# Ohio river this Sunday....



## cali2ohio (Nov 27, 2010)

Putting the boat in to see if any blues are hungry...... any suggestions?


----------



## Salmonid (Apr 14, 2004)

Id make the drive and get out of the Markland and Meldahl pools, LOL I haven't heard any good reports in the last 10 days.. I do know the SW Ohio Catfish Club guys will all be launching out of Riverside tomorrow so if your in the area, youll know why there are 15 cat boats out on a dreary day..

Good luck

Salmonid


----------



## whodeynati (Mar 12, 2012)

I'll be below Medahl somewhere Monday and hopefully Tuesday. If you go let us know how you did if you dont mind.

Sent from my SCH-I545 using Ohub Campfire mobile app


----------



## cali2ohio (Nov 27, 2010)

Water temp.....61.9


----------



## cali2ohio (Nov 27, 2010)

:thumbdown: Skunked


----------



## whodeynati (Mar 12, 2012)

That's a bummer. Did you fish around around Cincinnati or where? 

Sent from my SCH-I545 using Ohub Campfire mobile app


----------



## cali2ohio (Nov 27, 2010)

Towards mehldahl dam...... oh well.... did not catch anything but taught my son how to throw a cast net.... he had fun and that's all that matters


----------



## whodeynati (Mar 12, 2012)

True that. Better luck next time. 

Sent from my SCH-I545 using Ohub Campfire mobile app


----------



## whodeynati (Mar 12, 2012)

This little fella kept me from getting skunked. Caught 2 of them. Also had a small buck swim across the river in front of me. That's the 1st time I seen it happen in person.
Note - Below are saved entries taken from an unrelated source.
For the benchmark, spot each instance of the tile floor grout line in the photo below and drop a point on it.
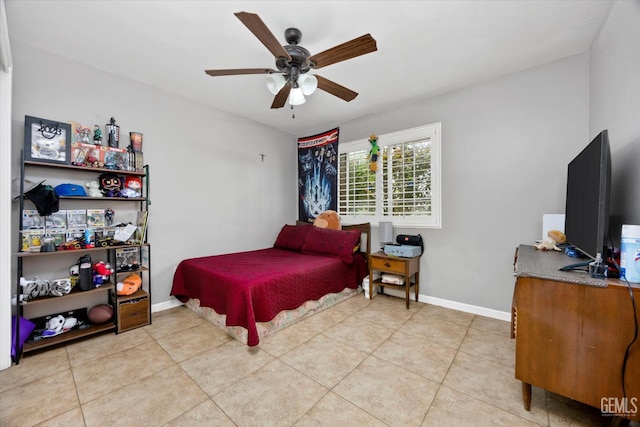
(444, 377)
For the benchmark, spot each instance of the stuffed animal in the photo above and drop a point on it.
(375, 149)
(93, 189)
(129, 285)
(35, 288)
(101, 273)
(132, 187)
(555, 237)
(328, 219)
(59, 324)
(110, 184)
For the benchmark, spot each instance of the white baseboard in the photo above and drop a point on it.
(467, 308)
(166, 305)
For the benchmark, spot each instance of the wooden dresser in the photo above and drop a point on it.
(572, 332)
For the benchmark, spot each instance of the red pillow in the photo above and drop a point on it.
(292, 237)
(336, 243)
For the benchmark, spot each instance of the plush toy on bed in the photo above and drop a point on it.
(328, 219)
(555, 237)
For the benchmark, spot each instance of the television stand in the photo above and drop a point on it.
(571, 333)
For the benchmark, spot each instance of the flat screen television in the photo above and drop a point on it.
(588, 197)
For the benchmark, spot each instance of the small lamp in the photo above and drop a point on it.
(386, 232)
(275, 82)
(296, 97)
(308, 83)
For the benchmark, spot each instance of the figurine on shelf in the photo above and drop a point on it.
(108, 216)
(97, 135)
(110, 184)
(113, 133)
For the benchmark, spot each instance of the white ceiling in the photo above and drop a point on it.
(425, 48)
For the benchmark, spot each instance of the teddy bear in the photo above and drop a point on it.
(93, 189)
(555, 237)
(328, 219)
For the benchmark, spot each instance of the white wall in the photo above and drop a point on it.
(6, 278)
(615, 105)
(505, 148)
(210, 191)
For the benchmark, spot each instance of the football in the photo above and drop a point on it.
(100, 313)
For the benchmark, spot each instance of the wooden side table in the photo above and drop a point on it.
(406, 267)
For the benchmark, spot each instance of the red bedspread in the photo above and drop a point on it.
(254, 286)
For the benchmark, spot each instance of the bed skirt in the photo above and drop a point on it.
(282, 320)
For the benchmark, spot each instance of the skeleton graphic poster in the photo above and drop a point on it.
(317, 174)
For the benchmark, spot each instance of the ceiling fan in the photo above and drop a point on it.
(293, 62)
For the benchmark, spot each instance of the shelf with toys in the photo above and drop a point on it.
(71, 280)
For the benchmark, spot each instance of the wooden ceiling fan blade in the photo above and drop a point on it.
(260, 30)
(335, 89)
(281, 97)
(351, 49)
(237, 71)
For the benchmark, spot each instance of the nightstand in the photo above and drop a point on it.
(406, 267)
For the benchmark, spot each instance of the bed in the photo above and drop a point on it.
(255, 293)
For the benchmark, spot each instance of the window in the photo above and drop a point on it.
(406, 187)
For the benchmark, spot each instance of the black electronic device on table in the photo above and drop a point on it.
(588, 200)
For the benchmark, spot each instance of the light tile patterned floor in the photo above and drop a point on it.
(364, 363)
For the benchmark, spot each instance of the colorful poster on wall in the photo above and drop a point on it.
(317, 174)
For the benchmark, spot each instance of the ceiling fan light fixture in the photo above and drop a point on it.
(275, 82)
(296, 97)
(308, 83)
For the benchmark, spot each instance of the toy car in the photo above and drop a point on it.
(72, 245)
(105, 241)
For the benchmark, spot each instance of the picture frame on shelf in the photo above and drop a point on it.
(47, 140)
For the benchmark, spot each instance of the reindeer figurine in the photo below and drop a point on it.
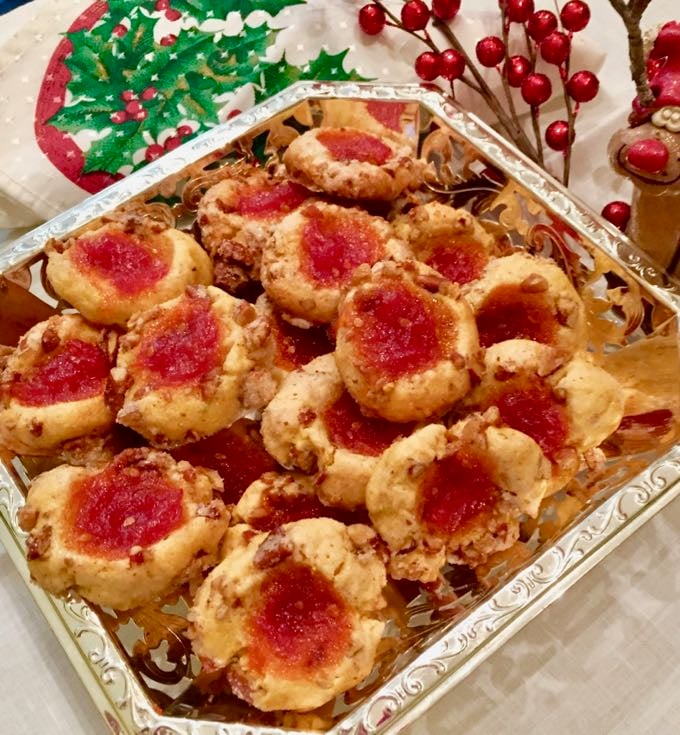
(648, 153)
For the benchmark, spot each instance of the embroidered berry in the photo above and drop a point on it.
(153, 152)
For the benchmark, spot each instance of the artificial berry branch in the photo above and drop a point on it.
(631, 14)
(548, 40)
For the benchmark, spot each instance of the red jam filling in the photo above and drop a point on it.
(353, 145)
(271, 201)
(333, 246)
(399, 333)
(349, 429)
(234, 454)
(130, 266)
(387, 113)
(301, 623)
(296, 347)
(535, 412)
(123, 507)
(459, 262)
(76, 371)
(183, 344)
(510, 313)
(455, 490)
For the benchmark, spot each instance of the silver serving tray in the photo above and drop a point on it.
(441, 652)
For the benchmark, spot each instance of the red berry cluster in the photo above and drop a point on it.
(548, 36)
(134, 105)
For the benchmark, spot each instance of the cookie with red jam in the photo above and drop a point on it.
(237, 216)
(185, 365)
(406, 342)
(110, 273)
(291, 618)
(452, 241)
(314, 424)
(313, 253)
(521, 296)
(126, 533)
(56, 388)
(354, 164)
(454, 495)
(568, 408)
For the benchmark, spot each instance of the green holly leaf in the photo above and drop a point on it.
(326, 67)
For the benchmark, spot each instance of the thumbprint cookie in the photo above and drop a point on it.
(567, 410)
(184, 365)
(237, 216)
(56, 388)
(406, 341)
(290, 618)
(112, 272)
(521, 296)
(354, 164)
(313, 423)
(452, 241)
(126, 533)
(454, 495)
(310, 259)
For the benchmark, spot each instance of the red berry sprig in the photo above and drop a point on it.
(548, 40)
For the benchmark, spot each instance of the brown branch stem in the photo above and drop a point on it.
(631, 13)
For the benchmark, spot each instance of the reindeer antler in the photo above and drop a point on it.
(631, 13)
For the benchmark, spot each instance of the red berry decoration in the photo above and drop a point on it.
(618, 213)
(555, 48)
(428, 66)
(541, 24)
(153, 152)
(415, 15)
(575, 15)
(519, 11)
(557, 135)
(371, 19)
(490, 51)
(536, 89)
(516, 68)
(445, 9)
(583, 86)
(452, 64)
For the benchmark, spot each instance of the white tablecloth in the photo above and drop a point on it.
(605, 658)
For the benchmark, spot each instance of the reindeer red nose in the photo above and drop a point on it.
(649, 155)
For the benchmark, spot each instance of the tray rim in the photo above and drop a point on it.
(485, 628)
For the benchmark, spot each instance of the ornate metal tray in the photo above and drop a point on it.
(138, 668)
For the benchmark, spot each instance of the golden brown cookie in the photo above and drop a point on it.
(568, 407)
(124, 534)
(454, 495)
(521, 296)
(281, 497)
(353, 164)
(314, 424)
(310, 259)
(452, 241)
(292, 617)
(55, 389)
(405, 342)
(237, 216)
(185, 364)
(110, 273)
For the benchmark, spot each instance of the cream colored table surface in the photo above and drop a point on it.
(604, 659)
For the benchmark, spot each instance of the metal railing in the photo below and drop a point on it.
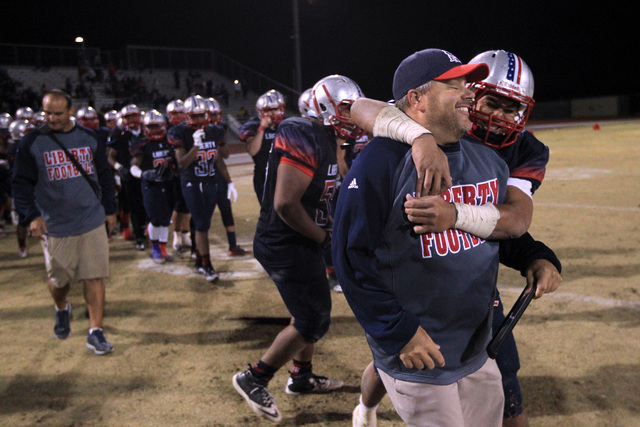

Sent from my SCH-I545 using Ohub Campfire mobile app


----------



## cali2ohio (Nov 27, 2010)

Seen a raccoon swim across...... that's it


----------



## catcrazed (Jan 15, 2008)

whodeynati said:


> This little fella kept me from getting skunked. Caught 2 of them. Also had a small buck swim across the river in front of me. That's the 1st time I seen it happen in person.
> 
> Sent from my SCH-I545 using Ohub Campfire mobile app


That pic brings me to a story from last year. Last year I was fishing the mouth of redoak creek in the meldahl pool for sauger (still haven't figured sauger out at creek mouths!) and my hummingbird graph was LOADED about a foot off the bottome with what appeared to be bait sized fish. I stopped and dropped jig tipped with minnow for sauger and caught a BUNCH of those little guys about that size. Atleast it seems they are spawning......... Those fish are freaking beautiful when they are little like that! Like a little shark or something. Boy oh boy though there little spines are like hypodermic needles when they are that size!!!!!! Nice pic!


----------



## shorebound1 (Oct 21, 2010)

I went Sunday as well. Fished for sauger below the dam with no luck. Did catch one small blue on a spoon. water temp was 61.3


----------